A couple of weeks ago, I was at the campus of the Pacific Northwest College of Art, where, in the lobby, I found a pile of crayons on a table. I don’t know why. It’s a college of art — why wouldn’t there be crayons just lying around?
Anyway, I sorted through them — weird color pairings, red-blue with blue-red, yellow-green with green-yellow, everything an opposite, everything hyphenated — until I found the odd color out: “bittersweet.” I used it to write its name in my notebook:
I made a few other notes, and then, when I got home, I wrote this:
The box of crayons was in disarray. Again. I dumped them all on the floor and began sorting them by shade: the greens, the blues, the metallics. But it didn’t make sense to me the way it did when I was a kid. The organization all wrong. So I devised a new system: the primaries, of course, red and brown and black. Then the unimaginative combinations: red-violet, green-blue, orange-yellow. The stupid names: laser lemon, mauvelous, piggy pink. This was easy. Next, the foods: almond, asparagus, cotton candy, macaroni and cheese. Then the plants: forest green, cornflower, dandelion. Was plum a food or a plant? New category: fruits. The exotic earthy shades: raw umber, sepia, chestnut. No, that’s a plant. The emotions: bittersweet, blush. The metals, which still made sense. The skin tones. There was only one. “Flesh.” A pale peachy beige. White folks who’d gotten just a bit of sun, not beach-tan but flushed from an afternoon tossing a frisbee in the park. As though God had fashioned His people not from clay or mud from from putty and plaster. Jesus was indeed a carpenter, it seemed, the people He saved all the color of pine lumber. I unwrapped it. I smelled it. I put the flesh in my mouth, the way a toddler would. It tasted like tallow and a bit of salt. When I pushed my teeth into it the flesh parted in flakes, a shaving at a time, until it broke in my lips. The nib opn my tongue. I sucked at the flesh until it went soft, then I swallowed it. I looked at the shattered end of the crayon, naked in my fingers. I looked at the rest of the crayons, the last unsorted shades, and saw that I had been wrong. Tan, too, was a flesh color. If not of skin, surely of hide. It would taste leathery, like sucking on the fingers of a glove. I unwrapped it, pushed it into my mouth, too. I would need a new category: edible and inedible. But I didn’t bother starting, because I had sorted the colors already and there wasn’t any flesh left.
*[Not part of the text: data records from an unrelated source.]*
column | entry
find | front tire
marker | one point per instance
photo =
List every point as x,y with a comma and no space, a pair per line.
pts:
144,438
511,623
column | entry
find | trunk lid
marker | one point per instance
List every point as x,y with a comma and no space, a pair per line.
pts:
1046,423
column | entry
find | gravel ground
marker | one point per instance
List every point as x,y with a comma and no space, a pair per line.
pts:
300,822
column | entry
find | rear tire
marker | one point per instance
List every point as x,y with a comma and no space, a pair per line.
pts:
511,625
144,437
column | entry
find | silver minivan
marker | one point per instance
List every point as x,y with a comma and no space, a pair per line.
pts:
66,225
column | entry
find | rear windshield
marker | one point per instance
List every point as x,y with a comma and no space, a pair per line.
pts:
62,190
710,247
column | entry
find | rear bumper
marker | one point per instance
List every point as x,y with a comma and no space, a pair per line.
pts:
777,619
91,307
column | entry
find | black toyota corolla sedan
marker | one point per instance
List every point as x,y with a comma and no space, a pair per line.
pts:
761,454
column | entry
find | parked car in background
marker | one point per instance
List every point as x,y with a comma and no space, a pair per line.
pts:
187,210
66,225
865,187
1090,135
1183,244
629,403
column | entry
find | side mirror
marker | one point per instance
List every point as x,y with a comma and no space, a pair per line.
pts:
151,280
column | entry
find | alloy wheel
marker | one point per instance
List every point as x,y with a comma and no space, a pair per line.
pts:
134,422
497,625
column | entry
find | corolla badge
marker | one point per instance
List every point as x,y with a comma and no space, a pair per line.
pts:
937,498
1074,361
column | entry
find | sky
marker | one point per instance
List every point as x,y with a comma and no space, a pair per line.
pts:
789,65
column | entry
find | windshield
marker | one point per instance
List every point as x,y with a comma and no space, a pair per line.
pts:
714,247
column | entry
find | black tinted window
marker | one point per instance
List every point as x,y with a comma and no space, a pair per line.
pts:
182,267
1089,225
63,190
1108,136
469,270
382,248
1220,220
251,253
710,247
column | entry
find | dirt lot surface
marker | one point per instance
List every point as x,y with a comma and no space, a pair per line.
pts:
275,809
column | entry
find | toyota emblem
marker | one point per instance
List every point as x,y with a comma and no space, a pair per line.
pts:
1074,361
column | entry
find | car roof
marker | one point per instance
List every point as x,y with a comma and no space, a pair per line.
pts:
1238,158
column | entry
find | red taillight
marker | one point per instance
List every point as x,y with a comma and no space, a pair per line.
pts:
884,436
At the time, my super-secret writing group was playing with a super-secret theme, the details of which I won’t reveal but which involved the word “flesh.” So as I was playing around with the crayons, I was thinking about that — I even wrote the words “‘flesh’ color?” in my notebook — and also about the oddity of naming colors after emotions. So I put those two ideas together.
I actually kind of like this piece, at least in concept, and I might play around with it some more and see if it could develop into something short, a flash piece or (dare I attempt one?) a prose poem, which I’ve been intrigued by lately but haven’t yet been brave enough to tackle.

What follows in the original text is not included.